For our generation, the gap year is widely accepted as a good thing. It’s a break, it’s a laugh, it’s a bit of freedom after school.

Sir Martin Sorrell, the CEO of WPP, one of the biggest advertising agencies in the world, doesn’t agree. In a damning speech at the Global Education Forum in Dubai, he railled against anyone who’s ever been travelling, announcing he “doesn’t believe in gap years”. Note: they’re not a myth. More than 2 million Brits go on one every year. But he’s opposed.

“Gap years, from what I’ve seen, tend to be wasted,” he said. “People go to Japan for three months to teach English, or six months, and the rest of the time got wasted.”

Sorrell’s main criticism is that gap years tend to be too short and aren’t worthwhile. Personally, my gap year paid for my masters degree via a series of low-paid manual jobs which also – conveniently – made me realise my physique is better suited to an office. It delivered me to parts of Europe I’d only seen pictures of, and do most of my sleeping on slow-moving trains (a pretty formative experince).

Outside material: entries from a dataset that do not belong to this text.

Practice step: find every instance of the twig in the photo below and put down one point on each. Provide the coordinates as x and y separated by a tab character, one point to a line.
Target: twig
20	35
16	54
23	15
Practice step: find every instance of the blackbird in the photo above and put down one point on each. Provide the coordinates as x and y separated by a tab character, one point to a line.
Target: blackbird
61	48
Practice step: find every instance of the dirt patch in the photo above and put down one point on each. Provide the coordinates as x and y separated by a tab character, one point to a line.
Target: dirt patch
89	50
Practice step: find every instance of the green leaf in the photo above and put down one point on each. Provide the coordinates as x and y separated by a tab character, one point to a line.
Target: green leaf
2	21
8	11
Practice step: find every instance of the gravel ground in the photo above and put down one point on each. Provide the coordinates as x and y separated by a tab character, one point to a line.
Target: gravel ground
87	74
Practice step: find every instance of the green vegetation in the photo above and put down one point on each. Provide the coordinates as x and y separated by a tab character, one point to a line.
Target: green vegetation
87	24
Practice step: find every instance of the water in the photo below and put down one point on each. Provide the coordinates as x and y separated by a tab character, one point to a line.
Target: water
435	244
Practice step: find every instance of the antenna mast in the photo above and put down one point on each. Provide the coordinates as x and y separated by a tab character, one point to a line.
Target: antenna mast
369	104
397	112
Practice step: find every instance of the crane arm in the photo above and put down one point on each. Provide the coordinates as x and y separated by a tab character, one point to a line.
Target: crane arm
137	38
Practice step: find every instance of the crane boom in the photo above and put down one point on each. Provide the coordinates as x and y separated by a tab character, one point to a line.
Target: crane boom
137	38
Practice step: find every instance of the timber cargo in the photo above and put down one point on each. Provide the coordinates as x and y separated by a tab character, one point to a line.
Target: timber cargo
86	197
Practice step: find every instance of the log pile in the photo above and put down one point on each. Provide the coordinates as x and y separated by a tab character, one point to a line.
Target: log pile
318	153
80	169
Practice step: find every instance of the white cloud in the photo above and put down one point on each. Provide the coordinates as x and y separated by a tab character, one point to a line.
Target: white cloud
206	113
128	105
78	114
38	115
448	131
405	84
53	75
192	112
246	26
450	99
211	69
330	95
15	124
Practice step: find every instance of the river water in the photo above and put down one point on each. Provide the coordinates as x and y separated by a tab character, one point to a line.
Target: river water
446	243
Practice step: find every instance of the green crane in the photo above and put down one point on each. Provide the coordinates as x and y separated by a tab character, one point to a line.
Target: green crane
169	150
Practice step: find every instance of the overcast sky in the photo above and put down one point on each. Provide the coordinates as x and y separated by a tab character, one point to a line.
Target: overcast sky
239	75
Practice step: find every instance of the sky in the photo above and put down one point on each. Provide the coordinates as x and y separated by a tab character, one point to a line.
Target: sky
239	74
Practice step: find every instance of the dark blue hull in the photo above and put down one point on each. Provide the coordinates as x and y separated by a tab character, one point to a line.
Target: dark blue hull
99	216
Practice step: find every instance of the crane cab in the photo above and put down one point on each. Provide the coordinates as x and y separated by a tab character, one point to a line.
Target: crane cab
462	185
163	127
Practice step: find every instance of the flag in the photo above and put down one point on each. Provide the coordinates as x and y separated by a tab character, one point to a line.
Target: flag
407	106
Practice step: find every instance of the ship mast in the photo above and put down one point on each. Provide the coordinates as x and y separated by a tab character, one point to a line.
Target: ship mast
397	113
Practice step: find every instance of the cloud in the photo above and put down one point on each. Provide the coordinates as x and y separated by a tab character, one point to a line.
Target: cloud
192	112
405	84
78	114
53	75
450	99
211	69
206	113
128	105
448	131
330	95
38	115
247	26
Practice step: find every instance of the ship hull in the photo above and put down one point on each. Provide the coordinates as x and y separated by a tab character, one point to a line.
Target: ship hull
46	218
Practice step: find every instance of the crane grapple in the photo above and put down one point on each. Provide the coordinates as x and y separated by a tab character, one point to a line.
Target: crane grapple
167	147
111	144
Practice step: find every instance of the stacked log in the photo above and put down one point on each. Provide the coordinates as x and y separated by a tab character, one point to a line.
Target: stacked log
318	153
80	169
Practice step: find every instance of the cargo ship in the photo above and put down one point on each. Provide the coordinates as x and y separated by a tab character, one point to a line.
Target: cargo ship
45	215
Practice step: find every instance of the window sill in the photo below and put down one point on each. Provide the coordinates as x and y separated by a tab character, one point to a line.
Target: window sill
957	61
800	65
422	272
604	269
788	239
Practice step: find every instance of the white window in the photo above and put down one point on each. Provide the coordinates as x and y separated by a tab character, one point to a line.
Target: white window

And taking a gap year rarely comes up in job interviews – unless, in my experience, the interviewer is genuine interested and supportive of the decision.

Admittedly this photo couldn’t be any more ‘gap year’

The advertising guru is forgetting  that you can fit a lot of new experiences into a few months of travelling. You could see all of Europe’s capitals or cover most of India. You can experience different cultures and makes you realise there’s more to life than middle England and the annual holiday abroad.  An academic study from John Hopkins university claimed that people who took time out to travel had “reimagined their role in the world”.

This does sound like a more scientific way of saying people who go on gap years “find themselves”, but the joke is rooted in reality. Seeing different cultures will make us see our own very differently.

In the same speech Sorrell does concede that “travelling is in and of itself an education”, but when are we supposed to do it? Few jobs will hand you more than a month of annual leave, and taking a “sabbatical” rarely exists within the corporate working world. More research from Finland suggests it won’t hold back your success in any way, so just do it.

Taking a gap year is only a waste of time if you consider it to be.